HD 63332

Observation data Epoch J2000 Equinox J2000
- Constellation: Lynx
- Right ascension: 07^{h} 51^{m} 05.71^{s}
- Declination: +54° 07′ 45.3″
- Apparent magnitude (V): 6.02±0.009

Characteristics
- Evolutionary stage: F-type main-sequence star
- Spectral type: F6V
- Apparent magnitude (B): 6.493
- Apparent magnitude (G): 5.913
- Apparent magnitude (J): 5.116
- Apparent magnitude (H): 4.914
- Apparent magnitude (K): 4.861
- B−V color index: 0.496±0.004

Astrometry
- Radial velocity (R_{v}): 1.331±0.157 km/s
- Proper motion (μ): RA: -39.538 mas/yr Dec.: 53.894 mas/yr
- Parallax (π): 33.78±0.39 mas
- Distance: 97 ± 1 ly (29.6 ± 0.3 pc)
- Absolute magnitude (M_{V}): 3.66

Details
- Mass: 1.3 M_{☉}
- Radius: 1.375 R_{☉}
- Luminosity: 2.671 L_{☉}
- Surface gravity (log g): 4.27 cgs
- Temperature: 6,298 K
- Metallicity [Fe/H]: -0.12–+0.09 dex
- Rotational velocity (v sin i): 9 km/s
- Age: 2.1 or 3.1 Gyr
- Other designations: BD+54 1177, HD 63332, HIP 38325, HR 3028, SAO 26535, PPM 31335, TIC 53336409, TYC 3783-1422-1, GSC 03783-01422, IRAS 07471+5415, 2MASS J07510571+5407452, Gaia DR2 984918228123275776, Gaia DR3 984918228123275776

Database references
- SIMBAD: data

= HD 63332 =

F-type star in the constellation Lynx

HD 63332 is an F-type main-sequence star in the constellation Lynx. The star has an apparent brightness of 6.02, meaning that it is faintly visible to the naked eye under dark skies. Parallax measurements derive a distance of 29.6 pc to HD 63332. Considering the apparent magnitude and distance from Earth, the star's absolute magnitude is 3.66. No debris disks or exoplanets were detected around it.

==Characteristics==
The star has a spectral classification of F6V, meaning that is a F-type main-sequence star that is currently fusing hydrogen into helium in its core. It has 1.3 times the mass and 1.375 times the radius of the Sun. HD 63332 is 2.67 times more luminous than the Sun, emitting this energy from its photosphere at an effective temperature of 6,298 K, which is around 9% hotter than the Sun. Its age is estimated at 2.1 or 3.1 billion years, equivalent to 46% and 68% of the Solar System's age respectively, (Note: The Solar System's age is 4.568 billion years.) and it rotates under its own axis at a velocity of 9 km/s. The B-V color index of the star is 0.496, giving it the yellowish-white color of a late F-type star.
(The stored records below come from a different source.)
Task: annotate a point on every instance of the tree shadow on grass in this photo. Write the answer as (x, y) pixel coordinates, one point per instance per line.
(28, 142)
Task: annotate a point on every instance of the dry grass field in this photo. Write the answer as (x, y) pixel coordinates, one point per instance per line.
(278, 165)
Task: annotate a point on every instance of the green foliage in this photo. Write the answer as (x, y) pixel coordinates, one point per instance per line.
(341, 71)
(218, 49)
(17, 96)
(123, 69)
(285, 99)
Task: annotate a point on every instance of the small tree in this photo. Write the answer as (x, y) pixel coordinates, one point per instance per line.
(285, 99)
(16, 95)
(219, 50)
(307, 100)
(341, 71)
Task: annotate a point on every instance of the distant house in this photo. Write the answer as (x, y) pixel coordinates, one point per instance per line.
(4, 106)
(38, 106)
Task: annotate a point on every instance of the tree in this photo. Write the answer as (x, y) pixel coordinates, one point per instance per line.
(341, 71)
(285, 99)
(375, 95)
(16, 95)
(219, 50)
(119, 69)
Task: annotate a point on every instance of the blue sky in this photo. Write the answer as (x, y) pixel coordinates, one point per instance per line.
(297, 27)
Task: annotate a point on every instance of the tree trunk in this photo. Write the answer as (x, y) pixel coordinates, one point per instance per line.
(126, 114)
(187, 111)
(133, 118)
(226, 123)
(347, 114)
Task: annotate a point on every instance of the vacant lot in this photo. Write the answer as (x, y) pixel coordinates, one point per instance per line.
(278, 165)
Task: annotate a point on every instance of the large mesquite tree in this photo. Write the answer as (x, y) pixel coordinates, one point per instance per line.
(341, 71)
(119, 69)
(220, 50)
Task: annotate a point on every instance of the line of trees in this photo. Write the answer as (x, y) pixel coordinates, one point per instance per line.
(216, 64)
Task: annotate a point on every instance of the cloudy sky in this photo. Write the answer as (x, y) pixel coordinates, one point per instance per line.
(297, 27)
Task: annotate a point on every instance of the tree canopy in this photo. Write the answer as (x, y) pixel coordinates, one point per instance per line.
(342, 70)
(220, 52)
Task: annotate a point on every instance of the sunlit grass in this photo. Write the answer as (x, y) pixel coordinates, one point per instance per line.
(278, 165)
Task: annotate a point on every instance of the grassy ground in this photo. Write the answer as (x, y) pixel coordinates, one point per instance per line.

HD 63332 is located in the northern hemisphere, 97 light-years from Earth, within the constellation Lynx. It has an apparent magnitude of 6.02, which makes it faintly visible to the naked eye, under dark skies. The absolute magnitude, i.e. its brightness if it was seen at 10 pc (32.6 ly), is 3.66. The star makes part of the thin disk population of the Milky Way, being located at a maximum distance of 60 pc from the galactic plane. Its orbit around the galaxy has a low eccentricity of 0.06.

No debris disks have been detected around it as of 2016, and no exoplanets were detected around it as of 2012. It has a 27% possibility of hosting an exoplanet made up of volatiles, lithophiles, siderophiles and iron. The habitable zone is located at a distance of 1.63 astronomical units from the star.